Metamath Proof Explorer

Theorem r19.29vva

Description: A commonly used pattern based on r19.29 , version with two restricted quantifiers. (Contributed by Thierry Arnoux, 26-Nov-2017) (Proof shortened by Wolf Lammen, 29-Jun-2023)

	Ref	Expression
Hypotheses	r19.29vva.1	\|- ( ( ( ( ph /\ x e. A ) /\ y e. B ) /\ ps ) -> ch )
	r19.29vva.2	\|- ( ph -> E. x e. A E. y e. B ps )
Assertion	r19.29vva	\|- ( ph -> ch )

Proof

Step	Hyp	Ref	Expression
1		r19.29vva.1	\|- ( ( ( ( ph /\ x e. A ) /\ y e. B ) /\ ps ) -> ch )
2		r19.29vva.2	\|- ( ph -> E. x e.
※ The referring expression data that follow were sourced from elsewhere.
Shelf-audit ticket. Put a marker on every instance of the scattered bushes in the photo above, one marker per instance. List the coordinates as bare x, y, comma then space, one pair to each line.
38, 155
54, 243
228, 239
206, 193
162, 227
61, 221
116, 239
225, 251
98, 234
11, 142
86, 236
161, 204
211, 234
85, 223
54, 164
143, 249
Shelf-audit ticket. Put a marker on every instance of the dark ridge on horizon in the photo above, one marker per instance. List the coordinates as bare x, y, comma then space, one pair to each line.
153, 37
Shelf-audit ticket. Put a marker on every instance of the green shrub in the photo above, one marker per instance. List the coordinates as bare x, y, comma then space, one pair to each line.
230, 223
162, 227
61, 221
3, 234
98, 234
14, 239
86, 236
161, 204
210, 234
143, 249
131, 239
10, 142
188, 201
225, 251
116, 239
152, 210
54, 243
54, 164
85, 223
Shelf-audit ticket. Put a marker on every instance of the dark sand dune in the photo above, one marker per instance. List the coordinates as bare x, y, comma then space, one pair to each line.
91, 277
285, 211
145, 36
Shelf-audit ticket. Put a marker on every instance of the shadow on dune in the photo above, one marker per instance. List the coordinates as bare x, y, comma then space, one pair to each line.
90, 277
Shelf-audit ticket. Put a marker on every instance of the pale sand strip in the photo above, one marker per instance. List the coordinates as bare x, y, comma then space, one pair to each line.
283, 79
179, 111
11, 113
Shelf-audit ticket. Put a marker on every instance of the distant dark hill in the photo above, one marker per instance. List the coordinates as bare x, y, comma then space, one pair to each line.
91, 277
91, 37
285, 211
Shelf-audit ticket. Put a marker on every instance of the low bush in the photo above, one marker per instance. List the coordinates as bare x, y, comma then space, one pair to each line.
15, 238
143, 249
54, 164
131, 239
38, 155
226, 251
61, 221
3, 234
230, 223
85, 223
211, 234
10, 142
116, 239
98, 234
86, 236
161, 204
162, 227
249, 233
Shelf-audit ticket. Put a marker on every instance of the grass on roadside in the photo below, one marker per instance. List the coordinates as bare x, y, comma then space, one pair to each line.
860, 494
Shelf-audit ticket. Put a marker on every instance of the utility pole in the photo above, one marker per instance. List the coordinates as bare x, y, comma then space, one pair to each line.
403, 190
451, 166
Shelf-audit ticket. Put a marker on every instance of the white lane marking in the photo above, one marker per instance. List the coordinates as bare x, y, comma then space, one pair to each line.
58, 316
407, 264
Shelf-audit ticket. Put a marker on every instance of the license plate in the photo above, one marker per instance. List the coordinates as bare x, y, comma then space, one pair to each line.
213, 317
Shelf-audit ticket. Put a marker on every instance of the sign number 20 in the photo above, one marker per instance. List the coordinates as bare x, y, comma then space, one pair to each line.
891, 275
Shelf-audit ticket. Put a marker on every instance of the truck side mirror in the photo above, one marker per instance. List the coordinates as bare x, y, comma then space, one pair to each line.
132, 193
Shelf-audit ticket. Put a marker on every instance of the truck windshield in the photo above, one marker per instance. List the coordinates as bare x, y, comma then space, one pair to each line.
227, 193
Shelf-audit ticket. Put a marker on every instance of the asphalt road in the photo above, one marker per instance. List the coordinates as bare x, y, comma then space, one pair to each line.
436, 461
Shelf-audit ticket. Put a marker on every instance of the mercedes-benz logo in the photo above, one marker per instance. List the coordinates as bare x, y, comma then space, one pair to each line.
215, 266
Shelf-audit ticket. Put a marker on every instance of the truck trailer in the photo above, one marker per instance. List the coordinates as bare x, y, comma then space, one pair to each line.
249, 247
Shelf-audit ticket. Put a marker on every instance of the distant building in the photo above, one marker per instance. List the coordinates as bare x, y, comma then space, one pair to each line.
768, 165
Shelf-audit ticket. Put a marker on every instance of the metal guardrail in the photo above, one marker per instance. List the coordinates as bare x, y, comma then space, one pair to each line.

A E. y e. B ps )
3	1 2	reximddv2	\|- ( ph -> E. x e. A E. y e. B ch )
4		id	\|- ( ch -> ch )
5	4	rexlimivw	\|- ( E. y e. B ch -> ch )
6	5	reximi	\|- ( E. x e. A E. y e. B ch -> E. x e. A ch )
7	4	rexlimivw	\|- ( E. x e. A ch -> ch )
8	3 6 7	3syl	\|- ( ph -> ch )